In Italy there was more of a classic attitude toward music. While eating dinner on the shore of the Mediterranean Sea in Sorrento three well dressed gentlemen began singing and playing their squeezeboxes. The songs they chose felt right out of The Godfather movies, and after they had finished their set one of the band members came around with a cup for offerings. When he returned to his fellow musicians and they saw the cup was full they all smiled, packed up, and moved along. There were musicians in the subways, the train cars, the streets, and everywhere one would travel. It was easier to give money to someone who was doing something to earn it rather than the beggars who walk up to you and give some rehearsed speech with an open hand.

One street performing guy that made a bundle worked around Notre Dame in Paris. While tourists waited in the extremely long line to pay to walk up 400 stairs to the top of Notre Dame, a man in a scary mask was making the time fly. He was a smaller French gentleman, with normal clothes on, but he was wearing a hideous mask. The performer would walk up behind a couple talking, put his arm on one of the person’s shoulders, and proceed to stroll along as if he had always been there. When the unsuspecting victim would finally turn to look they would shriek in terror for a moment and run away. It was extremely funny to be in on the joke, and after doing this for about 30 minutes he would walk the line with his cup. It was full and that guy made a fortune as people even got out of the line to pay him. He was much better than the park full of super heroes in Amsterdam or the fake statues in Florence,Italy.
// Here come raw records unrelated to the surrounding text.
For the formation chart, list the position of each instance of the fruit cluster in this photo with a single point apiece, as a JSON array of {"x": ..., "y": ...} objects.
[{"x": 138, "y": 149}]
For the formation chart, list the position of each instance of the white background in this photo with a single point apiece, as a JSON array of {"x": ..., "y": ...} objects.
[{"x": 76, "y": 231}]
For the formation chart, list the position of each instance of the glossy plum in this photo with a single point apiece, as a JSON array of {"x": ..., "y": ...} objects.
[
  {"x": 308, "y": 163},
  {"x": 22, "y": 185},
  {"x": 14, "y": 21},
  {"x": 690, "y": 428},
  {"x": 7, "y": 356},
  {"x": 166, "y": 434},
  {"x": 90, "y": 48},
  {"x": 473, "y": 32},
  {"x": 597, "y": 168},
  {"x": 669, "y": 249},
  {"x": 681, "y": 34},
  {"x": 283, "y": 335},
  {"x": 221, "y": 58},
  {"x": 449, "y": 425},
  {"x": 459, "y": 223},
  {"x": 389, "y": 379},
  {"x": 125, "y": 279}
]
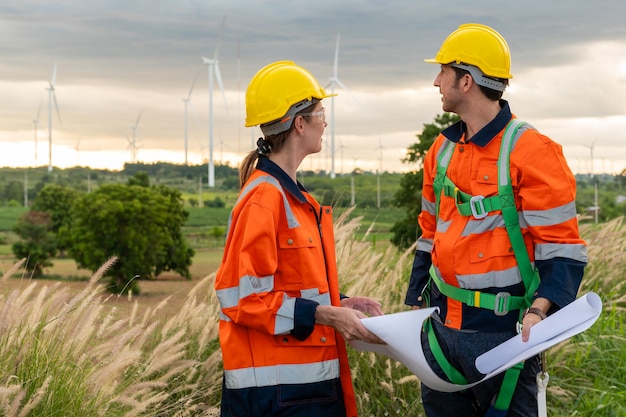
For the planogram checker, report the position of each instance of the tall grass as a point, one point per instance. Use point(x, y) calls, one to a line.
point(71, 354)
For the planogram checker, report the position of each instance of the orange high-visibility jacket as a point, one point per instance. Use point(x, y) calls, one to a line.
point(476, 254)
point(279, 263)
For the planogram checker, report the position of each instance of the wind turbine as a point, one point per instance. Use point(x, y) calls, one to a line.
point(132, 143)
point(52, 97)
point(214, 68)
point(36, 128)
point(380, 171)
point(334, 80)
point(188, 104)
When you get to Southern Germany you must taste the food and weisse beer. InMunich there is one place that encapsulates the Bavarian experience, The Hofbräuhaus. Located across from a newer Munich Hard Rock Café, it is the Anchor Bar, Fitgers, TPB, and Luce’ all rolled into one place. Boasting a seating capacity of 3500 people it goes by Anchor seating rules, but instead of one couple slowly eating at a table that seats 6, there are no empty chairs. The people in Munich are very friendly and the price for a sausage with sauerkraut was around 7 euro. Sitting next to my wife and I was quite the German character: very large, lederhosen, a stein that is kept locked in their specially made locker, feather in the cap, bearded, and cigar smoking. He knew little English, but at the end of the night had to be escorted out by the security personal. Funny thing was that when we returned the next day he was there again, beginning another night of adventure. The beer glasses they give you hold about four beers for the price of two, and after two large mugs my German improved greatly.

Speaking of the World Cup, while in Munich the Germans won a match putting them into the final four teams. When we arrived in Munich it was an amazing cultural change to go from loud and pushy Italians to quiet, overly polite Germans. That all changed when we were in the subway right after that match ended. There were people with those horns everywhere, but bullhorns too… and people sitting on the floor all chanting, “Deutschland!” It showed me what America would be like if young people were allowed to drink at 16, like they can in Europe.

I thought Germany was nuts about football/soccer until I got to Amsterdam and had a hotel booked in Rembrandtplein during the match to go to the World Cup. The city was fluorescent orange, and not just the coffee shop patrons. When they won it was all night music and the horns. In the morning when I looked out my hotel window after not getting much sleep I was amazed to see the city erasing any sign of the previous nights’ antics and rubbish.